Take yourself back to the carpet, where you cannot sit still and are disengaged. An inclusive environment and a responsive early childhood educator would allow you to sit on something like a hot water bottle or wiggle chair to allow your body to move to support your attention and engagement.
You may also be given a fidget toy to manipulate in your hand to help focus your attention. Imagine yourself wiggling and fidgeting. You’re engaged and focused.
Inclusion without bias
The challenge with a responsive and inclusive response from the early childhood educator is that the other children notice that you get to touch and sit on different things and they want them too.
It’s easy to feel it is unfair that some kids get toys and others don’t. What is interesting about creating an inclusive environment is that it is OK that we are all different and we all get different things to support our development and learning.
The important part is that early childhood educators are able to discuss differences openly and thoughtfully to reduce bias. It is important that educators are able to hear and understand each child’s perspective, to be able to say: “Joe needs to hold something in his hand to help him listen.”
The kids can see and experience the difference. They understand that if an accommodation is made for Joe, when they require something, they will get what they need too.
Modelling inclusion is how we can combat discrimination and intolerance in society, and ultimately, bullying among children. It is the only way to effectively create change.
Parents and educators can support children by teaching them to:
1. Label feelings
When children can identify, and understand their own feelings they can understand how others feel. As children get older, parents and teachers can focus on the more difficult emotions including shame, guilt, embarrassment, anger, fear and sadness — in both themselves and in others.
2. Understand differences
Discuss the ways children are different (e.g., taller and shorter) and similar (e.g., we all feel sad at times) to one another. Try not to get anxious when a child mentions a disability or colour of skin. This is an obvious difference and our anxiety indicates that there is something wrong or to be scared of.
3. Help others
Let children try to help others. When another child is upset, discuss why, and how to help them feel better.

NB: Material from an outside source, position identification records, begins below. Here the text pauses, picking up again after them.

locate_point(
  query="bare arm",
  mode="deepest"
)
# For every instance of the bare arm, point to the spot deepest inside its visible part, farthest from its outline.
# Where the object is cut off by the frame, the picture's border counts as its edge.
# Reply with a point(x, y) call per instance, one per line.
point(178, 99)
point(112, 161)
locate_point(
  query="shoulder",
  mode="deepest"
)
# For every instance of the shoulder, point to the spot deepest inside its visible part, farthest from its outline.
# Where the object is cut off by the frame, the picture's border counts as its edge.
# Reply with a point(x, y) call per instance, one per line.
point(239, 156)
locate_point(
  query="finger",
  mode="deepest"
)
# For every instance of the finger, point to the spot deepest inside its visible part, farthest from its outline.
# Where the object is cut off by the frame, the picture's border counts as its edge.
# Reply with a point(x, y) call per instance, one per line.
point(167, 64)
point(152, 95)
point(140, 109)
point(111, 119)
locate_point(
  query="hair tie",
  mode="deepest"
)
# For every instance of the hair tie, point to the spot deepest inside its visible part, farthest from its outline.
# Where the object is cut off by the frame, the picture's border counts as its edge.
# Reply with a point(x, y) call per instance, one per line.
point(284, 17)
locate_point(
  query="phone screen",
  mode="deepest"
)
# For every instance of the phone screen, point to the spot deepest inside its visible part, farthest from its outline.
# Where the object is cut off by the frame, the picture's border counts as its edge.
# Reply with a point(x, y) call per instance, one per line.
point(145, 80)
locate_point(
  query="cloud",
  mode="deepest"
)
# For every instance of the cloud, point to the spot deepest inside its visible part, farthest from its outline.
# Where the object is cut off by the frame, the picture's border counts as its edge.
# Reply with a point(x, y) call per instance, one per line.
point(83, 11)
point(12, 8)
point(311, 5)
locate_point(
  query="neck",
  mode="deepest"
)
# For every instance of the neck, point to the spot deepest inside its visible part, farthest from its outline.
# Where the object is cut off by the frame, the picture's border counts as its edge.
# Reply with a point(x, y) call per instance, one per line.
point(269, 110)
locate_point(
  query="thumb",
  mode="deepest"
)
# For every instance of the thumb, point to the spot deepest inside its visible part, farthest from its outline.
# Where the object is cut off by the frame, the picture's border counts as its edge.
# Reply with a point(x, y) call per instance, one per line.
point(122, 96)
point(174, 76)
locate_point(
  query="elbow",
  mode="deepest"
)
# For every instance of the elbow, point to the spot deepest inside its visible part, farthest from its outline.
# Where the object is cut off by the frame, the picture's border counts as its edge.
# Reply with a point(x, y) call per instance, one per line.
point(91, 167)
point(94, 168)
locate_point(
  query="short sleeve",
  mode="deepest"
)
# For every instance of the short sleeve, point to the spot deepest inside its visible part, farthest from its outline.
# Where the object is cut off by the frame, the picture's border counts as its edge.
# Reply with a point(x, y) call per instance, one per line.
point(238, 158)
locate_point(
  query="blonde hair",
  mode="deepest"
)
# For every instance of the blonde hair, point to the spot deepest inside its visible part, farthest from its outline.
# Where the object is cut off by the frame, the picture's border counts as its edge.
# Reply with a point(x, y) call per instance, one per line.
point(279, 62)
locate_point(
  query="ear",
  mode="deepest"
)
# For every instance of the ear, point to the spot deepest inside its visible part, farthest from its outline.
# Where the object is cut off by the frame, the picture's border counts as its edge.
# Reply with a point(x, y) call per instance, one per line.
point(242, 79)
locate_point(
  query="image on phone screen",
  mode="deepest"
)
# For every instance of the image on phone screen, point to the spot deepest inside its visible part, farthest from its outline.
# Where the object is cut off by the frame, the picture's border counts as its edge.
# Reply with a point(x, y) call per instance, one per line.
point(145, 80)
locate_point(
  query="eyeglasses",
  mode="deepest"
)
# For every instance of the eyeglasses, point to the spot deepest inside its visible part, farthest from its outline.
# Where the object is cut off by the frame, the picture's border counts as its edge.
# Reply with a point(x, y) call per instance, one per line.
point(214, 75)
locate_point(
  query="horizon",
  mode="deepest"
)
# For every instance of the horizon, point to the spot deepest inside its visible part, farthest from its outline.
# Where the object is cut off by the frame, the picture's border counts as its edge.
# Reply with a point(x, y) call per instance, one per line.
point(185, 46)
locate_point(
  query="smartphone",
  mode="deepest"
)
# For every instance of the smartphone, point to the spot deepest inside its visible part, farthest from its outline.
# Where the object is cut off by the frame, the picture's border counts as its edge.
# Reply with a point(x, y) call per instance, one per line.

Learning through doing is great when developing empathy and perspective-taking skills.
4. Perform acts of kindness
Allow the children to experience how it feels to make people feel good. Identify the individual child’s strengths and abilities and how they can use these to help others. Discuss how it makes them feel. Teach that generosity and kindness matter.
5. Repair relationships
We will always hurt people; this is part of life. When your child hurts someone else either intentionally or unintentionally, help them find a way to genuinely repair the relationship (e.g., with an apology or letter). Encourage the child to take responsibility for their actions.
6. Follow your lead
Model the behaviour you want to see in children. If a parent models bullying or aggressive behaviour, it will be very difficult for a child to engage in caring, empathic behaviour.
If you are working on changing your own behaviours, talk about it with your child. You can explain how it feels and the struggle to change your actions and understanding of the world. Your child can understand. And apologize for yourself when you misstep. We all do.